Introduction: The world of wound and ostomy care is often a mystery to staff nurses. Wound and ostomy care education given to nurses is brief with rare hands-on opportunities. Our system Wound Ostomy Continence (WOC) group noted poor understanding and confidence with negative pressure therapy, pressure injury treatment and ostomy care. Nurses in this eight hospital system received varying education from non-WOC educators, vendor educators were limited, and there was an unprecedented amount of turnover affecting patient care and outcomes. WOC nurses received many needless consults, observed no attempt to troubleshoot before calling the WOC nurse, and heard reports from nurses too intimidated by wound care to remove dressings.
The purpose of this process improvement project was to create a hands-on, self sustaining wound, pressure injury and ostomy care course, available to the entire hospital system, with the support from the community. The secondary intent was to reduce the number of inappropriate WOC consults.
Methods: We partnered with the education department and our local product vendors to facilitate a quarterly sustainable hands-on wound care masterclass available to all nurses in the division. Four topics were selected (pressure injuries, negative pressure, ostomy care, WOC policy/procedure) to address nursing knowledge gaps. The masterclass could be taught by subject matter experts (vendors), thus freeing WOCs to continue patient care.

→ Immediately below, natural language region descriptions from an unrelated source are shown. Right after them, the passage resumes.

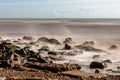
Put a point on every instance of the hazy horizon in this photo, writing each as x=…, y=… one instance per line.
x=60, y=9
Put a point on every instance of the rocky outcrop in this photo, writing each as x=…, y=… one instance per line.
x=89, y=43
x=113, y=47
x=68, y=41
x=97, y=65
x=44, y=48
x=51, y=41
x=28, y=38
x=54, y=67
x=89, y=48
x=67, y=47
x=53, y=53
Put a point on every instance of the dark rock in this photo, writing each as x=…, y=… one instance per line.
x=89, y=43
x=113, y=47
x=54, y=67
x=44, y=48
x=53, y=53
x=68, y=41
x=107, y=61
x=72, y=53
x=44, y=39
x=28, y=38
x=96, y=56
x=67, y=47
x=97, y=65
x=54, y=41
x=89, y=48
x=97, y=71
x=51, y=41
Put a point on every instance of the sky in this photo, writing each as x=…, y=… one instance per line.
x=59, y=8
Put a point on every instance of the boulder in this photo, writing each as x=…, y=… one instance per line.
x=89, y=43
x=97, y=71
x=97, y=65
x=43, y=39
x=113, y=47
x=51, y=41
x=54, y=41
x=53, y=53
x=54, y=67
x=67, y=47
x=107, y=61
x=89, y=48
x=28, y=38
x=44, y=48
x=68, y=41
x=96, y=56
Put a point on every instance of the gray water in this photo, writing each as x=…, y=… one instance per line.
x=96, y=28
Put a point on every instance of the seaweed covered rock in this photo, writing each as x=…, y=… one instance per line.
x=97, y=65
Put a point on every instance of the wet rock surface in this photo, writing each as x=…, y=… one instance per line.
x=51, y=41
x=100, y=65
x=23, y=62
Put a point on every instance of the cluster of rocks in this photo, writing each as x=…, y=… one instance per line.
x=14, y=57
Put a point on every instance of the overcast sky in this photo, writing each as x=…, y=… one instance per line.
x=59, y=8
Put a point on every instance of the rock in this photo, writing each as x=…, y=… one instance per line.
x=67, y=47
x=96, y=56
x=53, y=53
x=97, y=71
x=89, y=48
x=14, y=61
x=44, y=48
x=54, y=67
x=73, y=53
x=51, y=41
x=44, y=39
x=89, y=43
x=54, y=41
x=113, y=47
x=28, y=38
x=107, y=61
x=97, y=65
x=68, y=41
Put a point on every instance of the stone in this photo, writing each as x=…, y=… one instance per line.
x=98, y=65
x=96, y=56
x=44, y=39
x=107, y=61
x=67, y=47
x=113, y=47
x=89, y=48
x=89, y=43
x=28, y=38
x=53, y=53
x=68, y=41
x=44, y=48
x=97, y=71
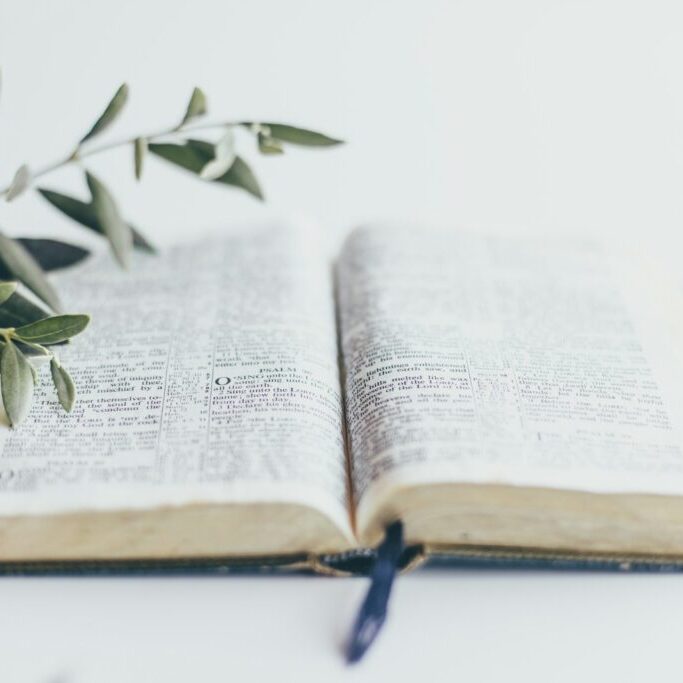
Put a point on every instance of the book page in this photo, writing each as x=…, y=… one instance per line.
x=505, y=360
x=209, y=374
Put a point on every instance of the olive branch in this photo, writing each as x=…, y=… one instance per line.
x=32, y=326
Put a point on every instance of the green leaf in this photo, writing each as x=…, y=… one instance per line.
x=109, y=115
x=299, y=136
x=50, y=254
x=108, y=217
x=18, y=310
x=140, y=151
x=16, y=383
x=85, y=215
x=53, y=330
x=193, y=155
x=66, y=390
x=223, y=158
x=268, y=145
x=20, y=183
x=195, y=107
x=181, y=155
x=6, y=290
x=19, y=262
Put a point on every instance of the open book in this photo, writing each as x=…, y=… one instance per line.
x=239, y=397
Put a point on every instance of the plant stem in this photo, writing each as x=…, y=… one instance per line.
x=78, y=154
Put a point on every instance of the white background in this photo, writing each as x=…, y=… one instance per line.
x=554, y=116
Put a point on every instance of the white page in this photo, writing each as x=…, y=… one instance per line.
x=504, y=360
x=209, y=373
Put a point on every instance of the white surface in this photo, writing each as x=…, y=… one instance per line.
x=549, y=115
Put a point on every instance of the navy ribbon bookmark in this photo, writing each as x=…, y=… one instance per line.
x=373, y=611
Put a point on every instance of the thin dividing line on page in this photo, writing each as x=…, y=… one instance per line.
x=351, y=498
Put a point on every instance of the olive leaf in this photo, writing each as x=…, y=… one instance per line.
x=195, y=107
x=6, y=290
x=268, y=145
x=19, y=184
x=53, y=330
x=18, y=310
x=64, y=385
x=295, y=135
x=193, y=155
x=83, y=213
x=16, y=383
x=224, y=157
x=50, y=254
x=108, y=116
x=22, y=266
x=140, y=147
x=108, y=217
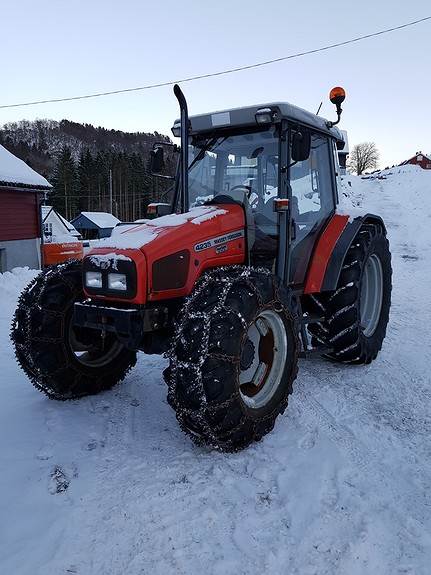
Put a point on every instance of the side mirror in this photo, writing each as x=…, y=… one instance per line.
x=157, y=160
x=155, y=210
x=301, y=145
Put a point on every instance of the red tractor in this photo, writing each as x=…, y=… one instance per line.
x=252, y=268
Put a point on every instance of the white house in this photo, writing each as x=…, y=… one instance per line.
x=56, y=228
x=342, y=154
x=21, y=190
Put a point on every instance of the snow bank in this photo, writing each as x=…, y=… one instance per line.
x=15, y=171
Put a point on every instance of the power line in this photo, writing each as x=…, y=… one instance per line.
x=222, y=72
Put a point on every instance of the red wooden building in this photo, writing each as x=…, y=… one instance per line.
x=419, y=159
x=21, y=191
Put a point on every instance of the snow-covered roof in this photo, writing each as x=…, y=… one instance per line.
x=102, y=219
x=15, y=172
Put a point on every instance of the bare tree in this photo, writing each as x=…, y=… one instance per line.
x=363, y=157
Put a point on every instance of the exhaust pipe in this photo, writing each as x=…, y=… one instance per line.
x=184, y=148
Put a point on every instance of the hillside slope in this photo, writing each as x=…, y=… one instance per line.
x=109, y=485
x=39, y=142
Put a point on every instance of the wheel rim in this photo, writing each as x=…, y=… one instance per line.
x=371, y=295
x=99, y=353
x=262, y=362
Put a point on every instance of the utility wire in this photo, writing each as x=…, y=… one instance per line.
x=222, y=72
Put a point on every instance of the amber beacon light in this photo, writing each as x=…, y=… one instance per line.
x=337, y=96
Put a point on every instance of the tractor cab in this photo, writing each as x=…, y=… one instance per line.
x=278, y=162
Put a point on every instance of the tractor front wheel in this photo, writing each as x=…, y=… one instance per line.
x=61, y=360
x=234, y=358
x=357, y=312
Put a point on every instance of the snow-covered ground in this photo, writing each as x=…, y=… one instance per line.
x=109, y=485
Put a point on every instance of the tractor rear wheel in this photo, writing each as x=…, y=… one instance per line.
x=62, y=361
x=357, y=312
x=234, y=358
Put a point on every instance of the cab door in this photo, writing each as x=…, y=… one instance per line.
x=312, y=187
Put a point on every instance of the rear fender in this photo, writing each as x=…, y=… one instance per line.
x=331, y=249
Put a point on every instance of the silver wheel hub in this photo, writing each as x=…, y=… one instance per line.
x=99, y=352
x=261, y=378
x=371, y=296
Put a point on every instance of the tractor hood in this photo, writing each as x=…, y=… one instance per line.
x=170, y=253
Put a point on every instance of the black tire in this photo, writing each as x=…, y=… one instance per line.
x=205, y=361
x=342, y=329
x=42, y=336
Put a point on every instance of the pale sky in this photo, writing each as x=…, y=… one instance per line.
x=59, y=48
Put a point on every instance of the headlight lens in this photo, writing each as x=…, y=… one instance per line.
x=117, y=282
x=93, y=279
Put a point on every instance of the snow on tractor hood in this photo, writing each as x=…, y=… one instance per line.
x=171, y=252
x=137, y=235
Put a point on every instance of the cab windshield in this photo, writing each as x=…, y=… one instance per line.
x=222, y=164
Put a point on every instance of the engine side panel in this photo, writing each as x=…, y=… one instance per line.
x=213, y=243
x=171, y=252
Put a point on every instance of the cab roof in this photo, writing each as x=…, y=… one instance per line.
x=245, y=116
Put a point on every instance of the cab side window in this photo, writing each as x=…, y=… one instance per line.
x=311, y=183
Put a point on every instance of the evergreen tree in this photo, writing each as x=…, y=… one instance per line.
x=64, y=194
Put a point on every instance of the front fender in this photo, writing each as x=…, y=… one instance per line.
x=325, y=268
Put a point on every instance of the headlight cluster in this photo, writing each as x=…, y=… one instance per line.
x=109, y=275
x=94, y=280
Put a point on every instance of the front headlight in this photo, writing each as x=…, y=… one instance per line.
x=93, y=279
x=117, y=282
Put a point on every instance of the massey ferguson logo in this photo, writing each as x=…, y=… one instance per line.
x=214, y=242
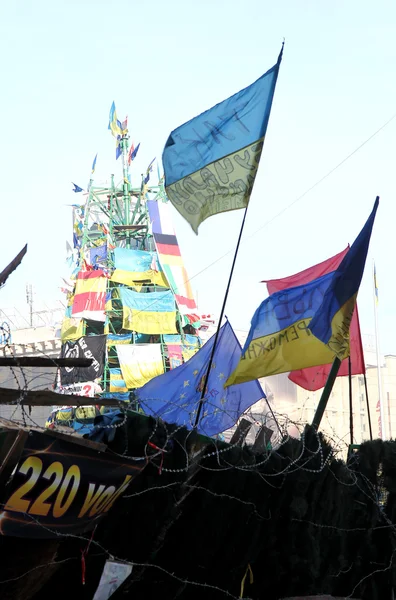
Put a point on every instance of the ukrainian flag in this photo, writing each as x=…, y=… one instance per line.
x=308, y=325
x=210, y=163
x=114, y=124
x=151, y=313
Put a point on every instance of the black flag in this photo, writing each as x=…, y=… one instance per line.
x=86, y=347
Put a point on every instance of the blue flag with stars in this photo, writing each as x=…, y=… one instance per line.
x=175, y=395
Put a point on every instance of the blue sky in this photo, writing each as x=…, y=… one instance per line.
x=64, y=62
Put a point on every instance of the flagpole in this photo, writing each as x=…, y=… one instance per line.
x=350, y=399
x=202, y=399
x=326, y=393
x=368, y=407
x=377, y=348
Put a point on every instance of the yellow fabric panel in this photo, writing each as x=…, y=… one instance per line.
x=72, y=329
x=171, y=259
x=131, y=277
x=140, y=363
x=85, y=412
x=187, y=353
x=64, y=415
x=118, y=388
x=149, y=322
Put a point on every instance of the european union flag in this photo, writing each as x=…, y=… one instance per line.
x=94, y=164
x=132, y=153
x=308, y=325
x=211, y=162
x=175, y=395
x=114, y=124
x=149, y=170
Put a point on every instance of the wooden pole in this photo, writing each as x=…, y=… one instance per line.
x=326, y=393
x=368, y=406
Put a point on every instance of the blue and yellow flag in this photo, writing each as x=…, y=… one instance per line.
x=175, y=396
x=331, y=323
x=210, y=162
x=308, y=325
x=114, y=124
x=77, y=188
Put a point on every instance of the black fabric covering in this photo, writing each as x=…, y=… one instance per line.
x=306, y=522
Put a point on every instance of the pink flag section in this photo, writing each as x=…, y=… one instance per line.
x=315, y=378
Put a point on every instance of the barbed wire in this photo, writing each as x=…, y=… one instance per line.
x=198, y=471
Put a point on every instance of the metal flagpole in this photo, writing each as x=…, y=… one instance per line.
x=202, y=399
x=377, y=347
x=350, y=399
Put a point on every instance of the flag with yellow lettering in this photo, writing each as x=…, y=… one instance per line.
x=308, y=325
x=176, y=395
x=210, y=162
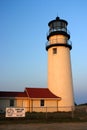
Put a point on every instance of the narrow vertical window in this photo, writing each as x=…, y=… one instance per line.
x=11, y=103
x=54, y=50
x=41, y=102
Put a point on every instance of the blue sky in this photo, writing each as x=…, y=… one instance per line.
x=23, y=28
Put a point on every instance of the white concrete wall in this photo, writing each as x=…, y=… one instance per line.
x=60, y=75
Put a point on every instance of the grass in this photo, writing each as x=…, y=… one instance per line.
x=41, y=117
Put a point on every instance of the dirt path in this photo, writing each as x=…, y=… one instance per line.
x=53, y=126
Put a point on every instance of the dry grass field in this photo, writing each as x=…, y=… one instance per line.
x=52, y=126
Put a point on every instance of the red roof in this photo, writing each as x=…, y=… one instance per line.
x=40, y=93
x=12, y=94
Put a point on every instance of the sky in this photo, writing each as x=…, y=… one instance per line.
x=23, y=36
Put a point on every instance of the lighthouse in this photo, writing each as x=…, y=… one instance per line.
x=59, y=63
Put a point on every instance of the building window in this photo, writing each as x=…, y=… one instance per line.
x=41, y=102
x=54, y=50
x=11, y=103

Rapid process improvement led to the creation of a companion booklet, continuing education credits offered, and the development of the pediatric/neonatal masterclass.
Results: Centralizing the masterclass standardized the WOC education nurses were getting across all eight facilities, regardless of their access to a WOC nurse. In 2022 the largest hospital saw a 22% decrease in hospital acquired pressure injuries and a 60% reduction in inappropriate WOC consults. The masterclass was successful, sustainable and beneficial to all involved.
Discussion: Providing WOC focused education to staff nurses can improve patient outcomes by increasing their knowledge and comfort with pressure injury prevention and treatment, basic negative pressure therapy and ostomy troubleshooting.